The Epoch Times: How did Huang Jiefu, China’s organ transplant spokesperson, respond to international allegations that many of China’s organs have been sourced from prisoners of conscience, mainly Falun Gong practitioners?
Dr. Trey: In February 2017, during his visit to the Vatican in Rome, Huang Jiefu simply replied that allegations of the number of Falun Gong victims were “nonsense.” Other than saying that this is nonsense, there has been basically no statement deflecting the findings from investigators or providing data that would say otherwise.
Given that there has been international criticism for more than 11 years, it would be fairly easy for China to let investigators enter China and investigate. It is surprising that China endures the criticism, instead of dispelling these allegations by allowing international inspections.
There are books filled with evidence, hundreds of pages of evidence, with countless testimonies by Falun Gong practitioners, and more. Thus, rejecting all this with just one word—”nonsense”—is absolutely inadequate. But to a certain degree, it also proves that the allegations and the evidence are true, at least in part, as Huang is not able to provide any response to counter the allegations.
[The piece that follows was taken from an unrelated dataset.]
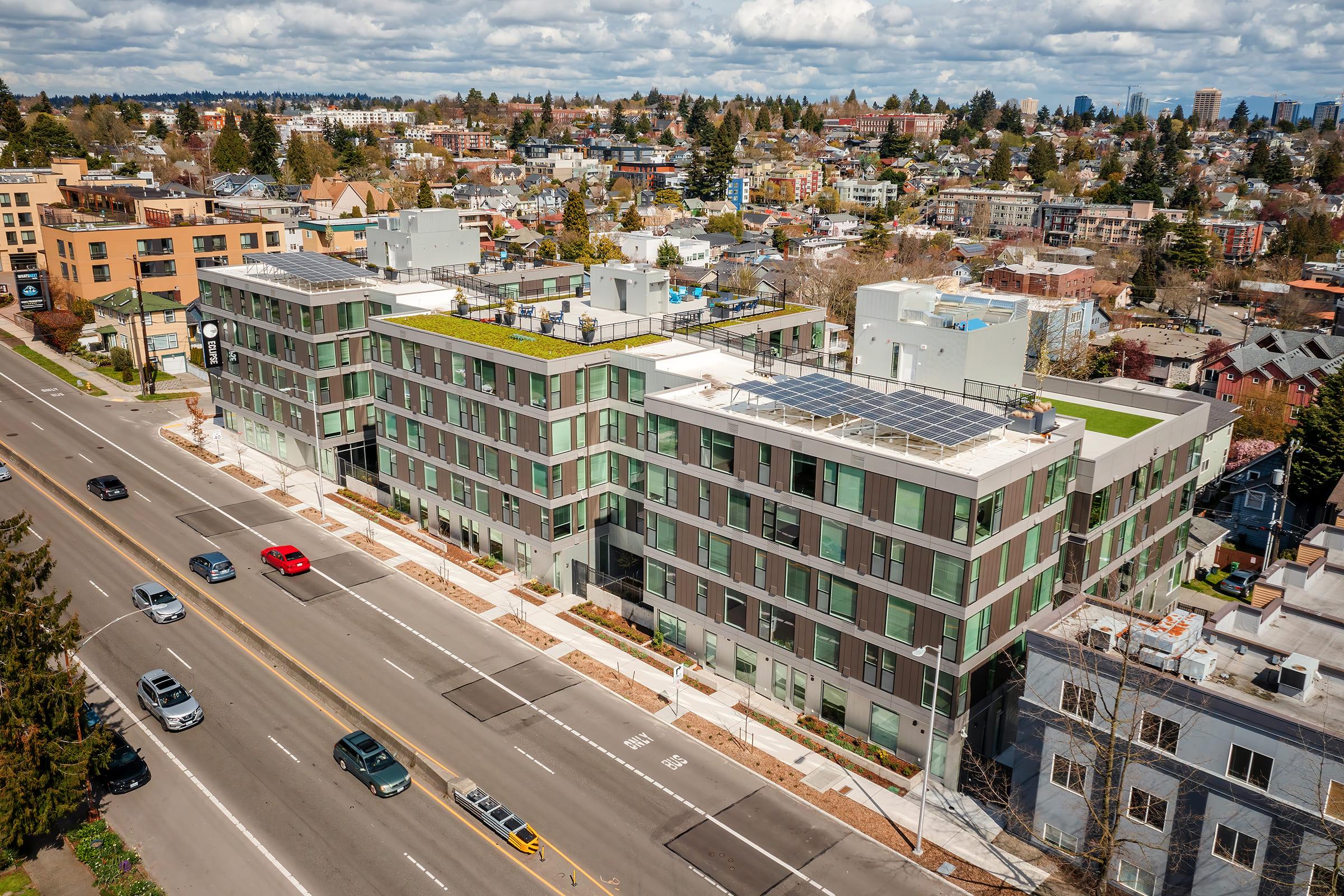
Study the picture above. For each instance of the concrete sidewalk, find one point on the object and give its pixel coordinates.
(953, 821)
The Epoch Times: Thirty leaders of foreign organ transplant societies and associations attended the recent transplant conference in Kunming. Chinese media reports cited international transplant experts lauding reforms in China’s organ transplant system. What would you like to say to them?
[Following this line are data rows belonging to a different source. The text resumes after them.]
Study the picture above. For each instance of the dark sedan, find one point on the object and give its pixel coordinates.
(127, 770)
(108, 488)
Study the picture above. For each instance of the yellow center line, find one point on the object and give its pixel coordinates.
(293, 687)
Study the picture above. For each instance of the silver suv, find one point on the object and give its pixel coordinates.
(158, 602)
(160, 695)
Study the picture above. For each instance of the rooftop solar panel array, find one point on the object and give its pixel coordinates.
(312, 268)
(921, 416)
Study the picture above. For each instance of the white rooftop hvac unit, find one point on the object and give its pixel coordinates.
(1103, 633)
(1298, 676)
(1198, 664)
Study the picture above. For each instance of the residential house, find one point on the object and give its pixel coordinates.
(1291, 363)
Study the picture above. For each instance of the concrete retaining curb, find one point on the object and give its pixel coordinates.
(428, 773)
Dr. Trey: It is commendable if China, or any other country, made genuine reforms to meet ethical standards. But it would be a fatal mistake to applaud such reforms if they are only covering up more severe crimes against humanity. In that case, the alleged reforms cannot be considered reforms, but rather a scheme to deceive Western doctors and to cover up ongoing forced organ harvesting. If reforms are praised while the hidden forced organ harvesting of Falun Gong practitioners and other prisoners of conscience continues, then we find this devastating situation where applause resounds while innocent people are slaughtered for their organs.
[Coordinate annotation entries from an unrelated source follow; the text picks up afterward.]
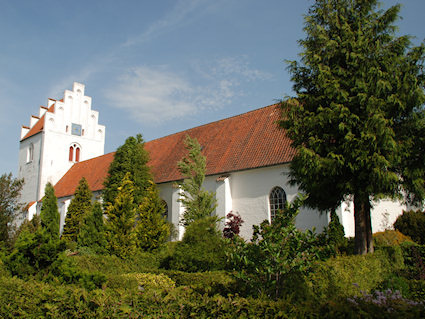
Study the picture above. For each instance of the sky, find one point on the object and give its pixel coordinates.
(152, 67)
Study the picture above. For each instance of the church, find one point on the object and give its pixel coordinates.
(248, 158)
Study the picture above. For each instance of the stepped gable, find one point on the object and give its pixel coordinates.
(38, 127)
(246, 141)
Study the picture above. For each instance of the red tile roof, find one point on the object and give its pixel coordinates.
(245, 141)
(38, 127)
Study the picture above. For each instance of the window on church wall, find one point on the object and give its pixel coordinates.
(30, 153)
(74, 153)
(71, 153)
(77, 154)
(277, 200)
(165, 214)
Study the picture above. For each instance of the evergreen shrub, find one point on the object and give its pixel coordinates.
(202, 248)
(340, 276)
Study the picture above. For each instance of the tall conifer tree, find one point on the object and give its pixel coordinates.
(120, 223)
(92, 233)
(131, 158)
(197, 201)
(357, 122)
(49, 214)
(79, 208)
(152, 229)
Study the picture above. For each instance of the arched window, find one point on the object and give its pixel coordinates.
(165, 214)
(74, 153)
(30, 153)
(71, 153)
(277, 199)
(77, 154)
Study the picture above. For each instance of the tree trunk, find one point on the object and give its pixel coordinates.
(363, 224)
As a representative of international medical organizations, one has the responsibility to consider the victims first: Reforms are good, but the well-being of potential victims of forced organ harvesting is the first thing to guarantee.
Can you guarantee that no prisoner of conscience is being killed for their organs? If you can guarantee it, then feel free to applaud. But if you cannot guarantee that not a single Falun Gong practitioner is being forcibly organ harvested somewhere in China, then hold your applause and keep scrutinizing. Anything different would be irresponsible and premature.
The Epoch Times: In an interview with Global Times, a subsidiary of a mouthpiece paper of the Chinese Communist Party, Huang claimed that China was not the first to use prisoners as a source for organs.
Dr. Trey: Huang suggested the United States invented this practice of using executed prisoners as a source of organs. In that interview, he also suggested the United States is the “the most rampant organ trafficking country in the world.” This is, of course, false. And it is a shame [he said that,] because many of the doctors who support him the most come from the United States.
Interestingly, this was only an interview in a Chinese newspaper, and it is probably little known in the West how Huang talks about his Western colleagues.
Aside from the historic question—who was first?—there is absolutely no doubt that in terms of numbers and systematic approach, China is the worst offender. Over the past 20 years, they have killed at least hundreds of thousands of people for their organs.
Interview edited for brevity and clarity. Li Chen contributed to this report.